Politiques publiques, ambitions des étudiants, inquiétude de leurs familles : si elle est sur toutes les lèvres, difficile de dire avec exactitude ce qu’on entend vraiment par « insertion professionnelle ». A l’occasion de la 5e Biennale formation – emploi du Céreq, José Rose, professeur émérite de sociologie à l’Université d’Aix Marseille définit cette notion au cœur de l’écosystème de l’emploi.

 

Une question d’espace

Pour José Rose, la délimitation de l’insertion professionnelle passe avant tout par la délimitation de l’espace dans lequel s’inscrivent ses 2 acteurs phares : l’école et l’entreprise. Il distingue ainsi 4 modèles :

Et une question de temps

Pour José Rose, on ne peut penser l’insertion professionnelle sans la concevoir dans le temps. Ainsi, alors que son modèle de référence est imaginé comme une séparation linéaire (formation, puis diplôme, puis emploi), sa réalité est un enchevêtrement de situations de formation, d’inactivité, d’emploi, de chômage,… Mais dans ce cas, quand considérer que son insertion est accomplie ? A l’obtention de son diplôme, à la signature de son 1e CDI…?

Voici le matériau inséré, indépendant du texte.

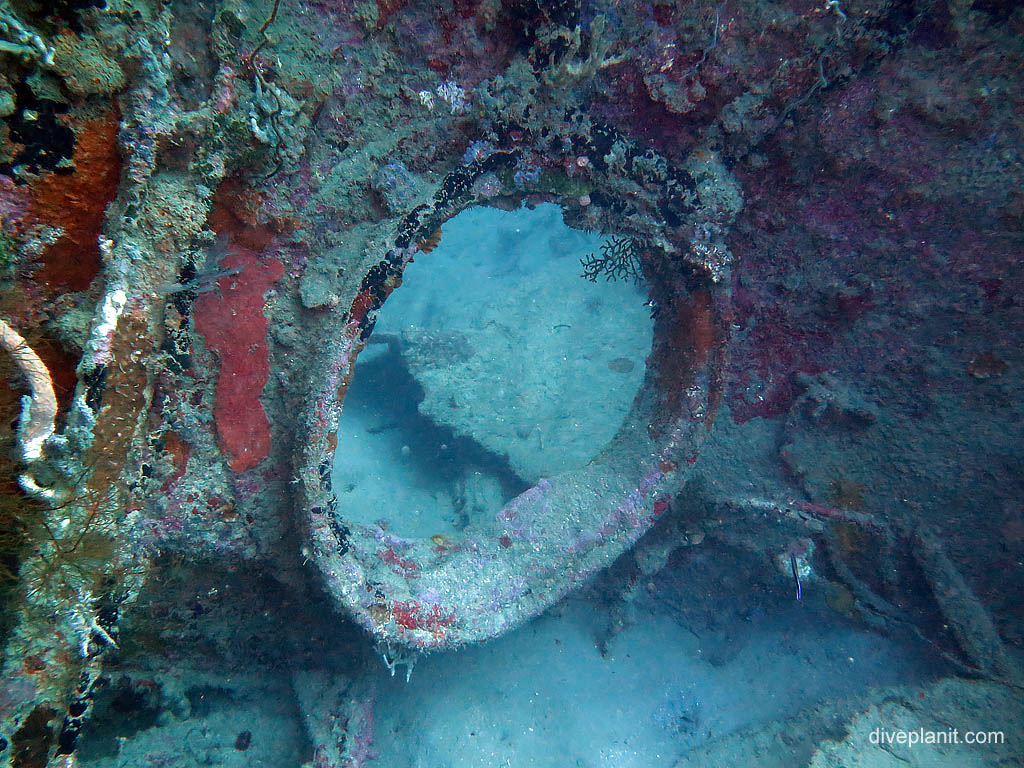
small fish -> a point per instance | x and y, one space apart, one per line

Des schémas qui pèsent fortement sur la manière dont les acteurs se comportent. Certains continuent à imaginer l’insertion comme un long mouvement tranquille, d’autres sont plus sensibles aux étapes. « Notre travail de chercheur, c’est de trouver un langage commun autour de cette notion très complexe d’insertion », conclut José Rose.

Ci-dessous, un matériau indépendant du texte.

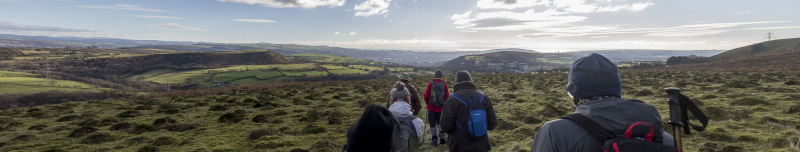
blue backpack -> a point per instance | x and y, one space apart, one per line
476 117
437 94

La longue histoire de l’insertion

Une notion complexe qui renvoie à plus de 20 ans de politiques publiques à destination des jeunes, au cœur desquelles on trouve bien sûr l’alternance et l’apprentissage. Pour Nicolas Farvaque, socio-économiste au bureau d’étude ORSEU (spécialisé en conseil, recherche, formation et relations sociales), deux objectifs sont restés constants : accroître leur niveau de qualification pour améliorer leurs chances d’accéder à l’emploi et réduire le coût du travail pour les employeurs.

Un kaléidoscope 

Si les usages faits par les entreprises de ce type de contrat diffèrent, Nicolas Farvaque distingue une évolution majeure : la forte progression de l’apprentissage et de la professionnalisation vers les formations supérieures. Mais avec ces jeunes de plus en plus âgés et qualifiés, deux questions se posent pour l’action publique : quels sont les présupposés de ce nouveau ciblage et quel modèle d’apprentissage reste-t-il pour les jeunes moins qualifiés ?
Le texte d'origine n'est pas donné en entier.